Last updated at Tue, 20 Sep 2022 16:13:28 GMT
In the spring of 2018, we launched the Open Data initiative to provide security teams and researchers with access to research data generated from Project Sonar and Project Heisenberg. Our goal for those projects is to understand how the attack surface is evolving, what exposures are most common or impactful, and how attackers are taking advantage of these opportunities. Ultimately, we want to be able to advocate for necessary remediation actions that will reduce opportunities for attackers and advance security. This is also why we publish extensive research reports highlighting key security learnings and mitigation recommendations.
Our goal for Open Data has been to enable others to participate in these efforts, increasing the positive impact across the community. Open Data was an evolution of our participation in the scans.io project, hosted by the University of Michigan. Our hope was that security professionals would apply the research data to their own environments to reduce their exposure and researchers would use the data to uncover insights to help educate the community on security best practices.

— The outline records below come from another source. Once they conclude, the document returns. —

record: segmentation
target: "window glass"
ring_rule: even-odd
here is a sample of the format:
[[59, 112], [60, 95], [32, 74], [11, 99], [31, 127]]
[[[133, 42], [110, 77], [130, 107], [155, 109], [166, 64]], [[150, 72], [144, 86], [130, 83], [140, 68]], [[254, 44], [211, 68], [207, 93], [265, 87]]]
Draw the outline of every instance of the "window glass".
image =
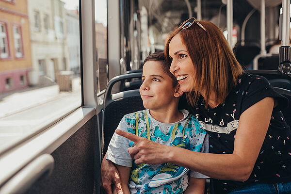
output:
[[96, 77], [98, 91], [100, 92], [108, 82], [107, 0], [95, 0], [95, 2]]
[[34, 12], [34, 30], [36, 31], [39, 31], [40, 29], [39, 13], [38, 12]]
[[80, 107], [81, 98], [79, 0], [0, 6], [7, 10], [0, 10], [1, 154]]
[[17, 58], [22, 57], [23, 50], [22, 50], [22, 40], [20, 27], [17, 26], [13, 27], [14, 35], [14, 47], [15, 48], [15, 56]]
[[46, 32], [48, 32], [48, 28], [49, 26], [49, 21], [48, 20], [48, 15], [47, 14], [45, 15], [44, 18], [44, 25], [45, 27], [45, 31]]
[[[226, 6], [214, 1], [201, 0], [200, 15], [222, 30], [226, 29]], [[148, 54], [163, 51], [171, 32], [189, 17], [197, 18], [198, 10], [196, 0], [121, 0], [122, 73], [141, 68]]]
[[5, 23], [0, 23], [0, 56], [1, 58], [6, 58], [8, 57], [9, 52]]

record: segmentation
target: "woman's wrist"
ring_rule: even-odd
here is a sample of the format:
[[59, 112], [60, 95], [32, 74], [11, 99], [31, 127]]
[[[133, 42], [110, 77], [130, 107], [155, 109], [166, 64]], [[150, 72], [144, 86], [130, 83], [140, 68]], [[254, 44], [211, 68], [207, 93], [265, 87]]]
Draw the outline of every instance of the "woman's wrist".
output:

Since we first launched Open Data, we’ve been mindful that sharing large amounts of raw data may not maximize value for recipients and lead to the best security outcomes. It is efficient for us, as it can be automated, but we have constantly sought more impactful and productive ways to share the data. Where possible, we’ve developed partnerships with key nonprofit organizations and government entities that share our goals and values around advancing security and reducing exposure. We’ve looked for ways to make the information more accessible for internal security teams.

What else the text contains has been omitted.